Tamam, anlamında başını salladı ve sert bir yutkunuştan sonra anlatmaya başladı.
“Hani o günü anlatırken şey demiştin ya, sen ‘gazamız mübarek olsun’ dediğinde o da sana dönüp ‘kılıcımız keskin olsun’ demişti, işte bunu kullanacağız. Akılda kalıcı!” dedi göz kırparak.
Doğruydu! Ve çok da mantıklıydı. Zehra dışında bu konuşmayı sadece ikimiz biliyorduk. Sonuçta insan nerede ne söylediğini bilirdi ve o da bu söylediklerini hatırlarsa kendini fark ederdi. Bizim için önemli olan da onun kendisini aradığımızı anlamasını sağlamaktı. Tabii kendisi aktif bir sosyal medya kullanıcısı ise… Ya değilse… Ya hiçbir platformda profil oluşturmamışsa… Neticede sosyal medya kullanmamayı tercih eden pek çok insan vardı. Elbette bu da bir ihtimaldi ve bu ihtimal beni çok germişti. Hem öyle bile olsa illa ki çevresinde kullananlar vardı ve bir şekilde ona ulaşabilirlerdi. İnancımı kaybetmeyecektim.
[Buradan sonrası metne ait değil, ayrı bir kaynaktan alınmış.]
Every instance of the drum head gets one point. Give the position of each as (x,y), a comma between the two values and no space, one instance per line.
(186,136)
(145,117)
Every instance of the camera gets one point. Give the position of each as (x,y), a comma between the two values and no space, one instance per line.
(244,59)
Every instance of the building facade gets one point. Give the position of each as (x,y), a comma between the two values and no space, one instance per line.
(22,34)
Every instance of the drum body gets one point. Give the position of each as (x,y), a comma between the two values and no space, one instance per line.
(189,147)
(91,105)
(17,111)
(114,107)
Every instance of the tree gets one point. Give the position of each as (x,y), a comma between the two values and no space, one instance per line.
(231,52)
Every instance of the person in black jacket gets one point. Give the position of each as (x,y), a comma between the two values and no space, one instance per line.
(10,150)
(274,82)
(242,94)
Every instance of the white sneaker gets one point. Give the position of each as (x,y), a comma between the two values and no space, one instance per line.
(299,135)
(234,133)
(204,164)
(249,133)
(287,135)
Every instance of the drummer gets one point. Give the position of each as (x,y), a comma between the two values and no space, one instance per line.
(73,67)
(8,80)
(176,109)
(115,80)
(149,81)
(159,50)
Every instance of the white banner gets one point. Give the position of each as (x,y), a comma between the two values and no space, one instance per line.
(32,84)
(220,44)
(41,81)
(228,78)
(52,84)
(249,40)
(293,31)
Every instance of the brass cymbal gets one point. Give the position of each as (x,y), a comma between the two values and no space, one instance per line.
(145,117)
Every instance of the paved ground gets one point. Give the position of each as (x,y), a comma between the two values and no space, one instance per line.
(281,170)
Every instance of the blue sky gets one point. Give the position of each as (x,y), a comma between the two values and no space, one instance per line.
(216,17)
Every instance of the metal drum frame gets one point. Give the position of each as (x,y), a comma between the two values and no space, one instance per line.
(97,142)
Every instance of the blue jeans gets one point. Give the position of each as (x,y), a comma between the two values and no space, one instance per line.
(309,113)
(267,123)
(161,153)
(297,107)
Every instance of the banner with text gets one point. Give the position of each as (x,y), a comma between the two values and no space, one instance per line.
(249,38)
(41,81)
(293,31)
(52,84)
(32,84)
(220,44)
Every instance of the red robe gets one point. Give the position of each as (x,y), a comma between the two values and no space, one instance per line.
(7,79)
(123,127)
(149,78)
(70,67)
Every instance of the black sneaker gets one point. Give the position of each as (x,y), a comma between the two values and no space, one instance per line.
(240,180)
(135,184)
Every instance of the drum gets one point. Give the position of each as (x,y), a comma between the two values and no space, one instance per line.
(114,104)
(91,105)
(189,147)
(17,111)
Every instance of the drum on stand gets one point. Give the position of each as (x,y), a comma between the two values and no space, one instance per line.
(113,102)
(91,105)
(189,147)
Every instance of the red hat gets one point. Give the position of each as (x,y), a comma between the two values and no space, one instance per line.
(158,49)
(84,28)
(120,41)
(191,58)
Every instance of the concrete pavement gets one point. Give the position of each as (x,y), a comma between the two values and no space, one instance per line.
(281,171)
“Bu olur. Bunu yapalım.” dedim heyecanla. Ardından telefonumu çıkarıp ilk platformu açtım. Cümleyi toparladıktan sonra yazmaya başladım.
‘Fuar günü metrobüs durağından karşıya geçmeye çalışırken köprüde bana ‘kılıcımız keskin olsun’ diyen sarı tişörtlü adam, seni arıyorum. Lütfen beni bul.’
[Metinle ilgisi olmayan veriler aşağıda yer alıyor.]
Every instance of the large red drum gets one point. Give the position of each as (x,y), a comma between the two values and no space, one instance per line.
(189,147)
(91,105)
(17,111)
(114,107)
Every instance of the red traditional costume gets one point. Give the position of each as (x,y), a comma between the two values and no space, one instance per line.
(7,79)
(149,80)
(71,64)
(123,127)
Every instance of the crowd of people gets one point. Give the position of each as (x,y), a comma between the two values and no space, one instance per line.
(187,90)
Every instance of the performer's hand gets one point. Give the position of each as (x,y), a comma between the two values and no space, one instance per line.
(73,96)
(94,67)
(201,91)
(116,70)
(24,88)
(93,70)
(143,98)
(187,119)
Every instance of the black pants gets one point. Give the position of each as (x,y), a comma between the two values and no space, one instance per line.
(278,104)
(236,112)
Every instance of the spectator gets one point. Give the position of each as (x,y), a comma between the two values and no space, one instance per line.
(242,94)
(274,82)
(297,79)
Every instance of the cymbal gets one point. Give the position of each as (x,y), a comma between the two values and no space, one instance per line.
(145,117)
İletiyi yazdıktan sonra fuarla alakalı popüler olan bütün etiketleri kelime haznem yettiğince ekledim ve ekran fotoğrafını alıp diğer bütün platformlarda paylaştım. Artık bundan sonrasında geriye sosyal medya camiasına güvenip beklemek kalıyordu.